3.4 Problemfälle beim Vertragsabschluss (Fehlerquellen)

Beim Abschluss des Immobilienmaklervertrages können verschiedene Fehler passieren, die rechtlich zur Unwirksamkeit oder Nichtigkeit des Vertrages führen.

So z. B.

  • ein Formmangel,
  • ein sittenwidriger Vertragsinhalt oder
  • eine Verflechtung.

3.4.1 Formmangel nach § 125 BGB

Im Immobilienmaklerrecht kann ein Maklervertrag wegen eines Formmangels dann nichtig sein, wenn aufgrund des Vertragsinhaltes eine bestimmte Form vorgeschrieben ist (Fußnote).

Ist ein Immobilienmaklervertrag also trotz den Formanforderungen z.

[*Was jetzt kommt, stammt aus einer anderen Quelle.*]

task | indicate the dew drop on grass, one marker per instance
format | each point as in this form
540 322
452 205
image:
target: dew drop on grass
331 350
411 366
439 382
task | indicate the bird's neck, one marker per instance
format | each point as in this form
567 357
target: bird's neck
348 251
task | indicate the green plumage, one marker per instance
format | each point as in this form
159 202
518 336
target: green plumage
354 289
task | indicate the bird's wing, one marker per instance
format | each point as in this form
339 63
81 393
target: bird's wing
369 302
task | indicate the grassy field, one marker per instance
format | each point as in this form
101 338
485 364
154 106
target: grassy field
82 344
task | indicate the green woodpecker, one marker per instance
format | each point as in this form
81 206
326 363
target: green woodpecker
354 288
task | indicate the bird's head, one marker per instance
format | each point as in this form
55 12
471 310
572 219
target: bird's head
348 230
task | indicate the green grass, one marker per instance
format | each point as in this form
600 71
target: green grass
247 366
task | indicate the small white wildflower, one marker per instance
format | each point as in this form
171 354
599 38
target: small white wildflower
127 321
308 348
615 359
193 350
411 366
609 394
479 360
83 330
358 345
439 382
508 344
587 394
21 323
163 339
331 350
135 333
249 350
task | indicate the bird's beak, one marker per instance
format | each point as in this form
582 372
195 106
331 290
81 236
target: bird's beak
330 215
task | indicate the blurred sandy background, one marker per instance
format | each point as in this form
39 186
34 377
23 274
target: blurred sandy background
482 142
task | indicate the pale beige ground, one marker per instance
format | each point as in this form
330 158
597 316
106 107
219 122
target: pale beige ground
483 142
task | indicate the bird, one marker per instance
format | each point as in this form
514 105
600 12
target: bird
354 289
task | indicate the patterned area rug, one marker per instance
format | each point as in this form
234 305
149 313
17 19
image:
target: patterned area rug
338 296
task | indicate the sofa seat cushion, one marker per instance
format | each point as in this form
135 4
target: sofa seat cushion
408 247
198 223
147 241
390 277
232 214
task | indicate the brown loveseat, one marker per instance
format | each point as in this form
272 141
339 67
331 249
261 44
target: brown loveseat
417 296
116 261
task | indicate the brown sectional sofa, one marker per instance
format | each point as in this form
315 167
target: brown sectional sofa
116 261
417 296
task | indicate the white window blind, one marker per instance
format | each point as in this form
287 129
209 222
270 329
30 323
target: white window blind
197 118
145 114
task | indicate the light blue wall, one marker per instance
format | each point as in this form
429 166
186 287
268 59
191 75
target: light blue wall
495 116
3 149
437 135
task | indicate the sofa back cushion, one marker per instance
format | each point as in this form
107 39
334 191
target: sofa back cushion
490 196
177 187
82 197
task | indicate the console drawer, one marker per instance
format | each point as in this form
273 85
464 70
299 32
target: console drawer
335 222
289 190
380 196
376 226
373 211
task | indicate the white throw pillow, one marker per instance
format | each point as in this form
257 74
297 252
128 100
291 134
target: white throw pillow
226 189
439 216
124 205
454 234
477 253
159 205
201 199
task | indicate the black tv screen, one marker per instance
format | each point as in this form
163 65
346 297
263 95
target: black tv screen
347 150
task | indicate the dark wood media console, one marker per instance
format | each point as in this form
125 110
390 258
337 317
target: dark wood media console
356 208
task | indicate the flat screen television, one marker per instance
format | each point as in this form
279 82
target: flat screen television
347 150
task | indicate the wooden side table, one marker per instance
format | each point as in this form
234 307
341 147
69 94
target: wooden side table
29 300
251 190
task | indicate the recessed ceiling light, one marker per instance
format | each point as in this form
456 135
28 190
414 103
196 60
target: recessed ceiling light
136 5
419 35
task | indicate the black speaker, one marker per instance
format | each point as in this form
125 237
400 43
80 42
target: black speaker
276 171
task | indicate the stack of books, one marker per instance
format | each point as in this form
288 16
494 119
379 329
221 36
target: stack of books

B. nicht schriftlich oder notariell beurkundet, ist er nach § 125 BGB nichtig. Das bedeutet er entfaltet keine rechtliche Bindung gegenüber den Vertragspartnern und löst insbesondere bei Erfüllung keine Provisionspflicht aus.

3.4.2 Sittenwidrigkeit nach § 138 BGB

Bei dem Problem der Sittenwidrigkeit eines Immobilienmaklervertrages kommt es entscheidend darauf an, was in dem Vertrag steht. Von einer Sittenwidrigkeit nach § 138 BGB ist immer dann die Rede, wenn ein Vertragspartner grob unbillig oder ungerecht behandelt wird - und zwar in einer Form, die gegen jegliches Anstandsgefühl verstößt (Fußnote).

Das Paradebeispiel ist hier die sog. Wucherprovision. Davon spricht man bei Provisionen, die in einem auffälligen Missverhältnis zur angebotenen Maklertätigkeit stehen (Fußnote). Auffälliges Missverhältnis heißt, dass der objektive Wert der Maklertätigkeit —also der marktübliche Provisionssatz— in keinem Verhältnis zum objektiven Wert der vereinbarten Provision steht und es keine ersichtliche Rechtfertigung für das Missverhältnis gibt (Fußnote). Der Vertrag ist dann wegen Wuchers sittenwidrig und gemäß § 138 Abs. 2 BGB nichtig.

Neben der Wucherprovision ist auch die sog. Übererlösprovision eine sittenwidrige Vereinbarung, die zur Nichtigkeit des Maklervertrages führt (Fußnote).

Beispiel

Der Immobilienmakler I vermittelt dem Maklerkunden M einen Immobilienkaufvertrag über ein Firmengrundstück mit einem Finanzierungsdarlehen in Höhe von 500.000,00 €. Die vereinbarte Provisionszahlung soll laut dem schriftlichen Immobilienmaklervertrag 30 % — also 150.000,00 € —betragen. Die übliche Provision liegt eigentlich bei 6 % (was hier 30.000,00 € entspricht).

  • Der Immobilienkaufvertrags ist nach § 138 Abs. 2 BGB nichtig. Die vereinbarte Provision steht hier in einem auffälligen Missverhältnis zur Kaufpreishöhe der vermittelten Immobilie einschließlich Finanzierungsdarlehen. Es liegt eine Wucherprovision vor.

Weitere Fälle von sittenwidrigem Verhalten eines Immobilienmaklers sind in der Praxis vor allem solche Sachverhalte, in denen der Immobilienmakler selbst oder durch einen Dritten das Vertrauen eines Maklerkunden ausnutzt.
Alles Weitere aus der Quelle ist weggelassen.